Making diploid assembly becomes common practice for genomic study
BSD 3-Clause Clear License
30 stars 18 forks source link

Assembling telomeres #39

Open KSchnee opened 8 years ago

KSchnee commented 8 years ago

I tried to assemble a Candida interspecies hybrid (diploid) under the assumption that alleles differ by ~5% using FALCON-Unzip. I tried different assemblers and so far the FALCON-Unzip assembly appears to be the most promising. What is bugging me is that only one of two telomeres at the end of each contig gets assembled. In this organism, telomeres appear to be 1-2 kbp long repetitive sequences with a very high content of G and T (>70%). I tried various different parameter settings but I am just not able to get both telomeres.

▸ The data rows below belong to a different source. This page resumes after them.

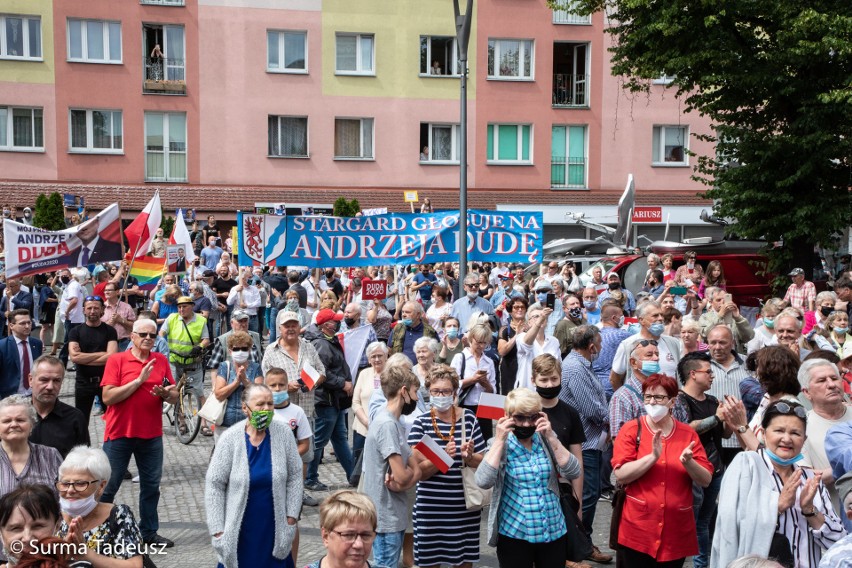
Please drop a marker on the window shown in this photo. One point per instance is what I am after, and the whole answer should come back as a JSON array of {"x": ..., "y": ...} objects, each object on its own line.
[
  {"x": 355, "y": 54},
  {"x": 96, "y": 131},
  {"x": 438, "y": 56},
  {"x": 165, "y": 146},
  {"x": 94, "y": 41},
  {"x": 509, "y": 143},
  {"x": 353, "y": 138},
  {"x": 286, "y": 52},
  {"x": 568, "y": 157},
  {"x": 510, "y": 59},
  {"x": 669, "y": 146},
  {"x": 439, "y": 143},
  {"x": 20, "y": 37},
  {"x": 288, "y": 136}
]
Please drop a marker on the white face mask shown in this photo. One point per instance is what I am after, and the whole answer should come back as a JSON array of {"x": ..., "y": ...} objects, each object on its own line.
[{"x": 657, "y": 411}]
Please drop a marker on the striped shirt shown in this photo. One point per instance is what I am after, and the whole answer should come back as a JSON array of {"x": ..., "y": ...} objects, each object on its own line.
[{"x": 582, "y": 390}]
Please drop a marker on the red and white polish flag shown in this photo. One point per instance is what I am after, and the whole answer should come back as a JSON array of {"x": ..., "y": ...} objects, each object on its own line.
[
  {"x": 491, "y": 406},
  {"x": 309, "y": 376},
  {"x": 434, "y": 453}
]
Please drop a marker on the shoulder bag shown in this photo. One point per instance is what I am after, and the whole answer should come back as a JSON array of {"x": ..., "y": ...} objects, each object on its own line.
[{"x": 475, "y": 497}]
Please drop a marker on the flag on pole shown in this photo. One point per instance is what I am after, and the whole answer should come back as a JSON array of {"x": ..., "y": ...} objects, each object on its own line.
[
  {"x": 491, "y": 406},
  {"x": 180, "y": 236},
  {"x": 434, "y": 453},
  {"x": 309, "y": 376},
  {"x": 141, "y": 232}
]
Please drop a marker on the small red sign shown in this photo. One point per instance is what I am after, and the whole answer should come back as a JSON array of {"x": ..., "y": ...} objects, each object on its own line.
[
  {"x": 647, "y": 214},
  {"x": 374, "y": 289}
]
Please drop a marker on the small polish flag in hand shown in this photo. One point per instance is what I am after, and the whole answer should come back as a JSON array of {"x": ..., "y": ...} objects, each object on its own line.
[
  {"x": 434, "y": 453},
  {"x": 309, "y": 376}
]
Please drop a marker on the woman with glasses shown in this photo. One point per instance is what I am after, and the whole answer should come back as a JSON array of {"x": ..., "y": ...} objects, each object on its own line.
[
  {"x": 523, "y": 465},
  {"x": 440, "y": 515},
  {"x": 348, "y": 522},
  {"x": 254, "y": 487},
  {"x": 233, "y": 376},
  {"x": 658, "y": 459},
  {"x": 109, "y": 531},
  {"x": 770, "y": 506}
]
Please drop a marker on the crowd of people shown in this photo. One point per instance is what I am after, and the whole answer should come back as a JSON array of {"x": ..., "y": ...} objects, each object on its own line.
[{"x": 716, "y": 437}]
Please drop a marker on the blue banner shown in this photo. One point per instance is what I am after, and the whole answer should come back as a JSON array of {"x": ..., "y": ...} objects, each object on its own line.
[{"x": 317, "y": 242}]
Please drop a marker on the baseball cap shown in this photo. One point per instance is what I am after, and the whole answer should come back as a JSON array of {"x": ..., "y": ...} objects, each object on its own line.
[{"x": 327, "y": 315}]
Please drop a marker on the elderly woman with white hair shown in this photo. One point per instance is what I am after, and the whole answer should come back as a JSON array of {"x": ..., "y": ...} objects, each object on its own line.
[
  {"x": 22, "y": 462},
  {"x": 110, "y": 532}
]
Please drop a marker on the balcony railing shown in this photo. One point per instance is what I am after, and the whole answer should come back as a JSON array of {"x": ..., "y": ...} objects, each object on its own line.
[
  {"x": 567, "y": 16},
  {"x": 567, "y": 172},
  {"x": 570, "y": 90},
  {"x": 164, "y": 76}
]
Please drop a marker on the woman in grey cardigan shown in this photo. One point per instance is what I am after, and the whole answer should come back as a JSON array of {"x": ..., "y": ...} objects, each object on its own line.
[
  {"x": 525, "y": 521},
  {"x": 255, "y": 474}
]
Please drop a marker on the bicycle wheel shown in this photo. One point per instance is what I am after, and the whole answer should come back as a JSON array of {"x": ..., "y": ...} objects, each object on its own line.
[{"x": 187, "y": 420}]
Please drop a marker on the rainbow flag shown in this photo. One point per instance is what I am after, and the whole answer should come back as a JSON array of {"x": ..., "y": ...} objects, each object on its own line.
[{"x": 148, "y": 270}]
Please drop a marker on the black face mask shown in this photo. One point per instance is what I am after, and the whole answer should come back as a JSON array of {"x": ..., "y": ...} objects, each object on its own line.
[
  {"x": 524, "y": 432},
  {"x": 548, "y": 392}
]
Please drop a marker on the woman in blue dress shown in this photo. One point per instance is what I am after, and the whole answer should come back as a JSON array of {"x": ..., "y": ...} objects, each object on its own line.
[{"x": 254, "y": 488}]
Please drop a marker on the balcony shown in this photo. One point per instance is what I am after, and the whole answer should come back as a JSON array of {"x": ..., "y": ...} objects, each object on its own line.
[
  {"x": 164, "y": 76},
  {"x": 570, "y": 91},
  {"x": 567, "y": 172}
]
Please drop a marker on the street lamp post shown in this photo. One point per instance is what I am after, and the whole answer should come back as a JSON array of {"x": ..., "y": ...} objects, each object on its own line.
[{"x": 462, "y": 39}]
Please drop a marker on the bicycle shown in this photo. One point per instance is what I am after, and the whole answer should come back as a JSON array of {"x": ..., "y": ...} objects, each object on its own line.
[{"x": 183, "y": 415}]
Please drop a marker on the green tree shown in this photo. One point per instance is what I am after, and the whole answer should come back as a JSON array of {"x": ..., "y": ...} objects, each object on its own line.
[
  {"x": 775, "y": 79},
  {"x": 49, "y": 213},
  {"x": 346, "y": 208}
]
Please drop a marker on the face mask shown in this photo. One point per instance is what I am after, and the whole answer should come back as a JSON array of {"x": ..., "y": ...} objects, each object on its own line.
[
  {"x": 260, "y": 419},
  {"x": 239, "y": 356},
  {"x": 782, "y": 461},
  {"x": 548, "y": 392},
  {"x": 524, "y": 432},
  {"x": 279, "y": 398},
  {"x": 78, "y": 507},
  {"x": 657, "y": 411}
]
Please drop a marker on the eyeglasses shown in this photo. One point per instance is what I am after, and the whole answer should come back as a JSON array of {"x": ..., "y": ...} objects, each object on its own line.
[
  {"x": 350, "y": 537},
  {"x": 78, "y": 486}
]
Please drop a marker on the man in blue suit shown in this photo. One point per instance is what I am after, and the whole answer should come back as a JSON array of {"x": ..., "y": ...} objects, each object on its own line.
[
  {"x": 17, "y": 353},
  {"x": 13, "y": 298}
]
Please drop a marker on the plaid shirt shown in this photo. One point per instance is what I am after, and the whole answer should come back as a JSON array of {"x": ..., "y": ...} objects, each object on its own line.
[
  {"x": 275, "y": 356},
  {"x": 529, "y": 510}
]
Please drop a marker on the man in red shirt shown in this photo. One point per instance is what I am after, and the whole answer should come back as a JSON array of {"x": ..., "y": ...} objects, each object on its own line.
[{"x": 135, "y": 383}]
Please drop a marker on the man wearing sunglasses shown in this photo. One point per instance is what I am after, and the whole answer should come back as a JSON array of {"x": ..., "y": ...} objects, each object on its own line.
[{"x": 90, "y": 345}]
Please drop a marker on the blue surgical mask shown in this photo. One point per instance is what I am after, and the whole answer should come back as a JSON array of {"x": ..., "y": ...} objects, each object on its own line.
[{"x": 657, "y": 329}]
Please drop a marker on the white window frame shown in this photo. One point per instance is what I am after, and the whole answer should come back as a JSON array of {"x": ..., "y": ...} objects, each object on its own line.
[
  {"x": 658, "y": 138},
  {"x": 167, "y": 152},
  {"x": 281, "y": 53},
  {"x": 84, "y": 34},
  {"x": 519, "y": 161},
  {"x": 10, "y": 131},
  {"x": 89, "y": 148},
  {"x": 362, "y": 157},
  {"x": 455, "y": 137},
  {"x": 25, "y": 38},
  {"x": 358, "y": 55},
  {"x": 497, "y": 76},
  {"x": 307, "y": 154},
  {"x": 455, "y": 70}
]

Here is the config file for the best assembly so far:

job_type = local

input_fofn = input.fofn

input_type = raw

length_cutoff =5000

length_cutoff_pr = 5000

jobqueue = production
sge_option_da =
sge_option_la =
sge_option_pda =
sge_option_pla =
sge_option_fc =
sge_option_cns =

pa_concurrent_jobs = 4
cns_concurrent_jobs = 4
ovlp_concurrent_jobs = 4

pa_HPCdaligner_option =  -v -B4 -M20 -b -e.70 -l1000 -s1000
ovlp_HPCdaligner_option = -v -B4 -M20 -b -h60 -e.96 -l500 -s1000

pa_DBsplit_option = -x500 -s100
ovlp_DBsplit_option = -x500 -s100

falcon_sense_option = --output_multi --min_idt 0.70 --min_cov 5 --max_n_read 200 --n_core 10

overlap_filtering_setting = --min_cov 4 --max_cov 1200 --max_diff 1200 --bestn 15 --n_core 10

In total ~6 Gbp were sequenced and I assume that the diploid genome size is ~32Mbp. Thus, the average coverage is ~187.5X. What am I doing wrong? How should i set parameters in order to get both telomeres assembled?